CYMBELINE
Shakespeare's Globe at the Sam
Wanamaker Playhouse16.01.2016
Could this be the year of Cymbeline ? The RSC's production of the “rarely performed romance” [their words] – with a female Cymbeline – opens in April; the great Globe itself has Matthew Dunster's version, rebadged as Imogen, in September. In the meantime, in the candle-lit Jacobean space, Sam Yates' colourful production stresses the knockabout fun as well as the weirdly tragic.
It is very much Imogen's play – here she's Innogen, an old typo redressed – excellently done by Emily Barber, especially compelling when disguised as the youth Fidele. Her Posthumus is Jonjo O'Neill, her evil step-mother done with gleeful gusto by Pauline McLynn, who also appears impressively as the deus ex machina Jupiter, stretching the authenticity of the production to its limits in a wonderful moment of stunning stagecraft. Joseph Marcel makes a grave monarch in the title role.

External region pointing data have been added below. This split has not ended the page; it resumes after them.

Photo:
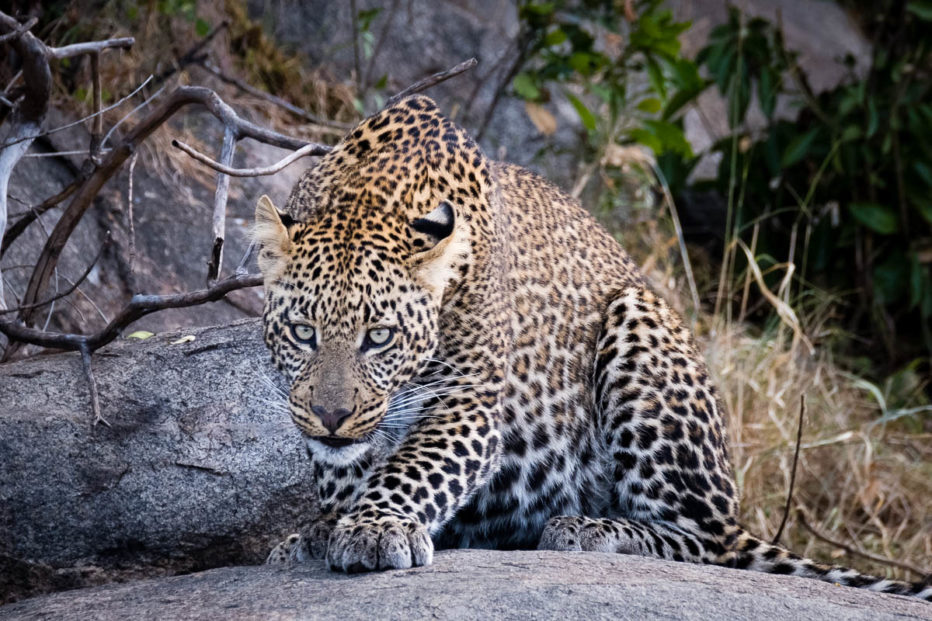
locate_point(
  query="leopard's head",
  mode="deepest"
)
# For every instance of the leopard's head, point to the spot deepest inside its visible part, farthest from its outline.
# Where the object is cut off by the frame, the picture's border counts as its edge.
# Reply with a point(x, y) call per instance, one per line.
point(356, 269)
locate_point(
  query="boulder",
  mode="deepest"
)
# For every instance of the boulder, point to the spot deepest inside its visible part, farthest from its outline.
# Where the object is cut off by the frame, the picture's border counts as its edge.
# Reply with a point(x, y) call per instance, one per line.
point(479, 584)
point(194, 471)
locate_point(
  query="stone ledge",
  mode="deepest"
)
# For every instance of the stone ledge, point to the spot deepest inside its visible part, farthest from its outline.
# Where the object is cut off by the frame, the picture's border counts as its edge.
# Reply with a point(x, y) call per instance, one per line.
point(478, 584)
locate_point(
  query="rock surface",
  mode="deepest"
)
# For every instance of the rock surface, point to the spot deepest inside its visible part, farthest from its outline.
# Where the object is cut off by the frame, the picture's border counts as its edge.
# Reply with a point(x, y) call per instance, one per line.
point(195, 470)
point(479, 584)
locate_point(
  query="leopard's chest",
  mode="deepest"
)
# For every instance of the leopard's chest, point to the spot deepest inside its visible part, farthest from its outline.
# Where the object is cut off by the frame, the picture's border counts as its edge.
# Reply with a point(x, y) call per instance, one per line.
point(550, 465)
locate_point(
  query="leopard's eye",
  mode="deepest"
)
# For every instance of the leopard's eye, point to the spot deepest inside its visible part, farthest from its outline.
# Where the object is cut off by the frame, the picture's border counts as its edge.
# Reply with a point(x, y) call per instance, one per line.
point(378, 337)
point(303, 333)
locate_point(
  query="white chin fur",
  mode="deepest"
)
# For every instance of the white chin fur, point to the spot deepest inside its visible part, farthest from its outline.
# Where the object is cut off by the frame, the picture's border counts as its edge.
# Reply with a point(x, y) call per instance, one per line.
point(337, 456)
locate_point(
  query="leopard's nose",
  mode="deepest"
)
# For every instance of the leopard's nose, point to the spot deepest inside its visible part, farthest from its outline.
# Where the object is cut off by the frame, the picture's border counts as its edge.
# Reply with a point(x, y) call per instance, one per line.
point(331, 419)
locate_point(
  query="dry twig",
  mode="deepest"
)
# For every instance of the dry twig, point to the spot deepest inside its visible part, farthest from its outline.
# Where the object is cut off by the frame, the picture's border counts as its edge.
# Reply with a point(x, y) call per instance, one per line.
point(73, 285)
point(437, 78)
point(139, 306)
point(180, 97)
point(311, 149)
point(789, 493)
point(852, 550)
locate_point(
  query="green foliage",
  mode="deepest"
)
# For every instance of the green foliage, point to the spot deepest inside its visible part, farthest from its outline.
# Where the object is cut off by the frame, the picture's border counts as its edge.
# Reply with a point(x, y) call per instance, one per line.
point(839, 184)
point(844, 189)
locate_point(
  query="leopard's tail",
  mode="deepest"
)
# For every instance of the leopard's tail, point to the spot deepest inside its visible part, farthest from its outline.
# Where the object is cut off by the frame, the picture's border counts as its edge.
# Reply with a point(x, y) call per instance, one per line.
point(755, 554)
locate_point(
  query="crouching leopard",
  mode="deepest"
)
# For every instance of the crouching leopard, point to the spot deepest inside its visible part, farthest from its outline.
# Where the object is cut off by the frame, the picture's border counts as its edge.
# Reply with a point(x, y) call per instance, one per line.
point(474, 362)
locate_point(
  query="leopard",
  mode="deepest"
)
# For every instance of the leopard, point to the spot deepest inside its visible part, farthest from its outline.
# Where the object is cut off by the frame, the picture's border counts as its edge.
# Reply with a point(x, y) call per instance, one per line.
point(472, 361)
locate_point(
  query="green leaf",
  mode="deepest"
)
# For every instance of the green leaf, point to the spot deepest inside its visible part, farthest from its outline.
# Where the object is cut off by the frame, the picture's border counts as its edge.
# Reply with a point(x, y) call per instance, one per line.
point(670, 137)
point(891, 278)
point(878, 218)
point(873, 118)
point(524, 86)
point(798, 148)
point(915, 280)
point(655, 77)
point(766, 92)
point(651, 105)
point(649, 140)
point(585, 115)
point(555, 37)
point(921, 9)
point(852, 132)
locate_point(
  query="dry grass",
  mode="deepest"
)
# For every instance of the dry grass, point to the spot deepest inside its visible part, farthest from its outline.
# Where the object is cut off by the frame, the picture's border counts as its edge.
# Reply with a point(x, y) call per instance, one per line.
point(866, 484)
point(860, 481)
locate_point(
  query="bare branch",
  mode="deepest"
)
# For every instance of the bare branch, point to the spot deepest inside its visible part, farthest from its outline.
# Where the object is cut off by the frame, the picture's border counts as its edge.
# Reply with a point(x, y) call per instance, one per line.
point(138, 307)
point(86, 118)
point(852, 550)
point(32, 21)
point(308, 150)
point(437, 78)
point(789, 493)
point(97, 132)
point(29, 115)
point(129, 217)
point(71, 288)
point(89, 47)
point(278, 101)
point(92, 385)
point(180, 97)
point(220, 206)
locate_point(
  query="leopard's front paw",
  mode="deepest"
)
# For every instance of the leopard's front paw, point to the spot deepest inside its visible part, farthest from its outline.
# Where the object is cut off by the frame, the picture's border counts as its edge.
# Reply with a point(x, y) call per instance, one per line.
point(577, 533)
point(312, 545)
point(382, 542)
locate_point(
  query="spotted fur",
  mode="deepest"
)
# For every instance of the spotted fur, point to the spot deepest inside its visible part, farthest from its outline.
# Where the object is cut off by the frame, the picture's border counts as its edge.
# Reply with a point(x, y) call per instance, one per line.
point(534, 391)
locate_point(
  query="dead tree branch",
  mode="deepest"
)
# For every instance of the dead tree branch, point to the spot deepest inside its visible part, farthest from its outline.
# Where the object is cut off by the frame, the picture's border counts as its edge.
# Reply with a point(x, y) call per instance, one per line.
point(139, 306)
point(220, 206)
point(437, 78)
point(73, 285)
point(278, 101)
point(180, 97)
point(28, 117)
point(32, 21)
point(89, 47)
point(311, 149)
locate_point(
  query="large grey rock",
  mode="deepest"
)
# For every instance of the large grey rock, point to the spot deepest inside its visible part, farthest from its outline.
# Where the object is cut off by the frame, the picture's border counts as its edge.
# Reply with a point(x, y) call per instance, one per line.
point(194, 472)
point(474, 584)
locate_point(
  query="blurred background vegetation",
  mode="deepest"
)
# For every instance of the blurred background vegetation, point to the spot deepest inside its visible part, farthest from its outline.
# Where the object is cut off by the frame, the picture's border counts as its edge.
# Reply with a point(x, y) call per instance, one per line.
point(798, 241)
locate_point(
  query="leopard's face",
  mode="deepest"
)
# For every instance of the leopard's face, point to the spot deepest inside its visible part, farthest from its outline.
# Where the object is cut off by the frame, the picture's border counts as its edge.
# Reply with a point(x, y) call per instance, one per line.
point(348, 325)
point(356, 272)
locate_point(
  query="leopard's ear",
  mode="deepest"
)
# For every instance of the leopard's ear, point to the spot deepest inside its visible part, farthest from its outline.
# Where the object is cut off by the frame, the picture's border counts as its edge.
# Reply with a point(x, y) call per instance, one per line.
point(440, 242)
point(272, 238)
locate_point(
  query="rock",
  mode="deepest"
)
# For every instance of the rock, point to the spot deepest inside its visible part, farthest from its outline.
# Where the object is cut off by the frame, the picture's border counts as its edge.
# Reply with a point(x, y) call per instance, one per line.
point(195, 471)
point(479, 584)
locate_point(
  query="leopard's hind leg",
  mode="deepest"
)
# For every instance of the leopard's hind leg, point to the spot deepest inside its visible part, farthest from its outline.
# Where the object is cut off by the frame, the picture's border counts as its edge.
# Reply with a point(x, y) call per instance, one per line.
point(672, 494)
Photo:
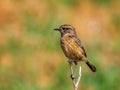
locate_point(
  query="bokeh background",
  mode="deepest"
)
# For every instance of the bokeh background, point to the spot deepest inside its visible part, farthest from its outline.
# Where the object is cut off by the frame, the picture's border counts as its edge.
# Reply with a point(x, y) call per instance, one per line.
point(30, 54)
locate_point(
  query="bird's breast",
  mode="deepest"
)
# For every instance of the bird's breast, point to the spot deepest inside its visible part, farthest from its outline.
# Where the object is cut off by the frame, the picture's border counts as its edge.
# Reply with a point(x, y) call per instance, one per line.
point(70, 48)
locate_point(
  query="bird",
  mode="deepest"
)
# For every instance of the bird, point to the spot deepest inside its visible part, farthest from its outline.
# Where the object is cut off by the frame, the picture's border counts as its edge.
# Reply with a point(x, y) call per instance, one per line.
point(72, 46)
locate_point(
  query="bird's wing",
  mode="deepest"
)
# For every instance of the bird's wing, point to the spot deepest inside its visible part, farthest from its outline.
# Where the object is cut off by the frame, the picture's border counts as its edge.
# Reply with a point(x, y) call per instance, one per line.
point(77, 40)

There is blood, and pathos, but much comedy too, especially in the OTT dénouement. An impressive ensemble – Globe stalwart Brenda O'Hea is outstanding as the exiled Belarius, Trevor Fox an engagingly blunt Pisanio. Not without its disappointments: there is much more to the doltish Cloten than we get from Calum Callaghan, and Fear No More the Heat of the Sun, though credibly performed as a gauchely improvised eulogy, has little magic here – elsewhere Alex Baranowski provides some marvellous music, plangent cello to the fore.